Sub-Nyquist Tensor Beamformer: A Coprimality Constrained Design

Adaptive beamforming using sparse arrays can alleviate system burden with a sub-Nyquist sampling rate while achieving high resolution. To process multi-dimensional signals without losing structural information, tensor models can be incorporated in the beamformer design. Unfortunately, existing tensor beamformers are only suitable for uniform arrays and cannot handle ambiguous sidelobes caused by sparse sensor deployment. In this article, we propose a sub-Nyquist tensor beamformer based on a coprimality constraint. Specifically, the signals received by the sparse subarrays of a coprime planar array are modeled as two sub-Nyquist tensors.
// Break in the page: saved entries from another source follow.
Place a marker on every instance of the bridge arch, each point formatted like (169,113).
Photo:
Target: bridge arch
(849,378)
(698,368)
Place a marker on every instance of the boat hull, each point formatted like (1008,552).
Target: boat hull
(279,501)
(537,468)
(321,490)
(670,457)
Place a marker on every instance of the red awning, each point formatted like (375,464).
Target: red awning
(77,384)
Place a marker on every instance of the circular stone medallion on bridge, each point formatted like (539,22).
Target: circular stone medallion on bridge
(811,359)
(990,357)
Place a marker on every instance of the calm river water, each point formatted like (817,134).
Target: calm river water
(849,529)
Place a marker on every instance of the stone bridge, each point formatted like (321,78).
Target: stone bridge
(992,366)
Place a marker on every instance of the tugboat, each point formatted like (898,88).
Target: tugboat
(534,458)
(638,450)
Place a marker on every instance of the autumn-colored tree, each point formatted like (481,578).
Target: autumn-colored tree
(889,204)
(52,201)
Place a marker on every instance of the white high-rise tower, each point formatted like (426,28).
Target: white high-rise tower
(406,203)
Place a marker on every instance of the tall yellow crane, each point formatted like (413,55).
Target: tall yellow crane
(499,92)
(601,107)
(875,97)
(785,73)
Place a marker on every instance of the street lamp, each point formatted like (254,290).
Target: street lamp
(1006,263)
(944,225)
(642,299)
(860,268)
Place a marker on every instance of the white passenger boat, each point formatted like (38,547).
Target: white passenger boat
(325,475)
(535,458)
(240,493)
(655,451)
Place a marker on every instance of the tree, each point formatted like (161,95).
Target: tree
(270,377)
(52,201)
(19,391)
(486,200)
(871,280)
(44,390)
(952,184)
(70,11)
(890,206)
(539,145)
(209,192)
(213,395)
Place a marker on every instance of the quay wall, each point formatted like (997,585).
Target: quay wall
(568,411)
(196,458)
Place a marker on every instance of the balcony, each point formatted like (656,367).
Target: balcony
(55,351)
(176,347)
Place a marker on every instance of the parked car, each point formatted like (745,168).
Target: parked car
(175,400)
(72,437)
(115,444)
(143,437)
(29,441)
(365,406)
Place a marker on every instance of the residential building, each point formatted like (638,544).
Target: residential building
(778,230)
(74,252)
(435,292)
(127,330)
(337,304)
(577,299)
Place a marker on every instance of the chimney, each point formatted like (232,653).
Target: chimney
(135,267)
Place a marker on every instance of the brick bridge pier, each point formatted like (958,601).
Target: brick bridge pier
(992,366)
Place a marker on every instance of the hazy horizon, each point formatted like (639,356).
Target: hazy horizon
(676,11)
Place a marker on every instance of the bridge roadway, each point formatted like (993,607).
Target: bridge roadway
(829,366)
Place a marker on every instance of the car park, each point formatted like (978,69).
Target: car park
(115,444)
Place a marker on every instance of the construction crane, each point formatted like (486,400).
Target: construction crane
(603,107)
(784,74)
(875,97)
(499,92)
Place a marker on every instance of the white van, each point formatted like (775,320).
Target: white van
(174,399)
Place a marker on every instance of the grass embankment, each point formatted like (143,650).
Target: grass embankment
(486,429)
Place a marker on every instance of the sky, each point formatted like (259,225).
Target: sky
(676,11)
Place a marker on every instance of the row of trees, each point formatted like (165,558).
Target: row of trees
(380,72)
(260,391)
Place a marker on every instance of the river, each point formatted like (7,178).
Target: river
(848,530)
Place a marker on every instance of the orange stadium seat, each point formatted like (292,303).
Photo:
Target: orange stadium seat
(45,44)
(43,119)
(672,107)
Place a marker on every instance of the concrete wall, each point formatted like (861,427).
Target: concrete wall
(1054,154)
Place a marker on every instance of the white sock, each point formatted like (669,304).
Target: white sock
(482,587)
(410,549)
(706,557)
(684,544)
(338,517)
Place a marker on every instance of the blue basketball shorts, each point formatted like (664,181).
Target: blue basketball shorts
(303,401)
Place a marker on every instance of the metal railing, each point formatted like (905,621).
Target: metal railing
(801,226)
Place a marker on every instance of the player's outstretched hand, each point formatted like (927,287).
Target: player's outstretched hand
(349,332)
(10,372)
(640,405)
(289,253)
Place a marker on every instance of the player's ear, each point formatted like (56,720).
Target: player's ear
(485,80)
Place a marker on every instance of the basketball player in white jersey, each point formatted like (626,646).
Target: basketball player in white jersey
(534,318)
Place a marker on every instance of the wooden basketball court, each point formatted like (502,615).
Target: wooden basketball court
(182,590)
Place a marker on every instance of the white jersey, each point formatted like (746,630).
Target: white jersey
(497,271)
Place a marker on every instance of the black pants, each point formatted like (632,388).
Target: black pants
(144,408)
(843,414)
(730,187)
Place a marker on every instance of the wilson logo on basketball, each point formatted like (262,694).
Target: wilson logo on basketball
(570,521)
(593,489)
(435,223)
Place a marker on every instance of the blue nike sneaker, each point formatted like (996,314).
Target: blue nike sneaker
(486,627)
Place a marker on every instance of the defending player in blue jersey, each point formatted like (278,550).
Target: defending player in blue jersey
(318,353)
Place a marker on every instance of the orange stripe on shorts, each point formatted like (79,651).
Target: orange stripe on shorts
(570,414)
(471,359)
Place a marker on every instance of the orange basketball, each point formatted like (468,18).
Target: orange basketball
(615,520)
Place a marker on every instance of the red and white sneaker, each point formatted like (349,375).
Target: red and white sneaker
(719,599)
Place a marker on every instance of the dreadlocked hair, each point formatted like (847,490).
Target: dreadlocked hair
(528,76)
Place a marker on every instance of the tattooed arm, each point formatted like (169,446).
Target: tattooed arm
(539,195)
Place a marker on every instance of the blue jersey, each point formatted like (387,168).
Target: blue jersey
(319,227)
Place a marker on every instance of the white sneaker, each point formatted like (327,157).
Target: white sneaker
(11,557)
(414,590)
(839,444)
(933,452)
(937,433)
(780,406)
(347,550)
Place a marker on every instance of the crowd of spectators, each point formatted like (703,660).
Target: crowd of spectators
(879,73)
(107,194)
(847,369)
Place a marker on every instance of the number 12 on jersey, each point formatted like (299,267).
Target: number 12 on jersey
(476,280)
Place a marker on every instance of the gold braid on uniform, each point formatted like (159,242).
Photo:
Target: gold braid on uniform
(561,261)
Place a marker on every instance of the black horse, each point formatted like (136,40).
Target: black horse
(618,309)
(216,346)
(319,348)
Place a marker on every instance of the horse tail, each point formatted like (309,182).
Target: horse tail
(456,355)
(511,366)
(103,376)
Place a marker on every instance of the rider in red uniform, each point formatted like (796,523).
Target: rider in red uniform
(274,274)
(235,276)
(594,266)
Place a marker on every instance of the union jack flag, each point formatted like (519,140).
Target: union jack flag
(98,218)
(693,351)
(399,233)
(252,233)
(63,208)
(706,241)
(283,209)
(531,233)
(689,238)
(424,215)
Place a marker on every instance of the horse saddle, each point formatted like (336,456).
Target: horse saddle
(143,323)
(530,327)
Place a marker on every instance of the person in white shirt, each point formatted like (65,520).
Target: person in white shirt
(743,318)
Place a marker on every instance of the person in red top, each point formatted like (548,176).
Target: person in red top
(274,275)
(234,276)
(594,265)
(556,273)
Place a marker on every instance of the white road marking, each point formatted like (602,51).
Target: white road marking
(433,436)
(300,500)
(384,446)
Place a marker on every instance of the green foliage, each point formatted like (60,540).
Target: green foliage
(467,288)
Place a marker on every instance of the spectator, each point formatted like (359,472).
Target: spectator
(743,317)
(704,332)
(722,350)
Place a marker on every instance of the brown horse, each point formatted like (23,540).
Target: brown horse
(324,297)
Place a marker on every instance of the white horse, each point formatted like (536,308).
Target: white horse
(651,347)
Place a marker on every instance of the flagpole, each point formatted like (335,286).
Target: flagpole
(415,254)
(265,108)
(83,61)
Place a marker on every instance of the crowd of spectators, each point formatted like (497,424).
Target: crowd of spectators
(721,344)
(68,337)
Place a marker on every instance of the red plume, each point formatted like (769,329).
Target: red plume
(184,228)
To enhance the desired component of the sub-Nyquist tensor signals, we formulate a pair of tensor beamformer weights and investigate the principle of tensorial signal filtering. A coprimality-based combined distortionless response constraint is then imposed to jointly optimize the tensor beamformer weights, which eliminates spatial aliasing. Moreover, to solve the joint coprime tensor beamformer weights optimization problem with non-convex tensor-based objective and constraint, we decompose it into interconnected bidirectional sub-beamformer optimization problems, which are further relaxed to ensure the convexity. The relaxed problems are solved by an alternating minimization approach with global convergence. Simulation results demonstrate the superiority of the proposed sub-Nyquist tensor beamformer over conventional beamformers in terms of mainlobe enhancement and sidelobe attenuation.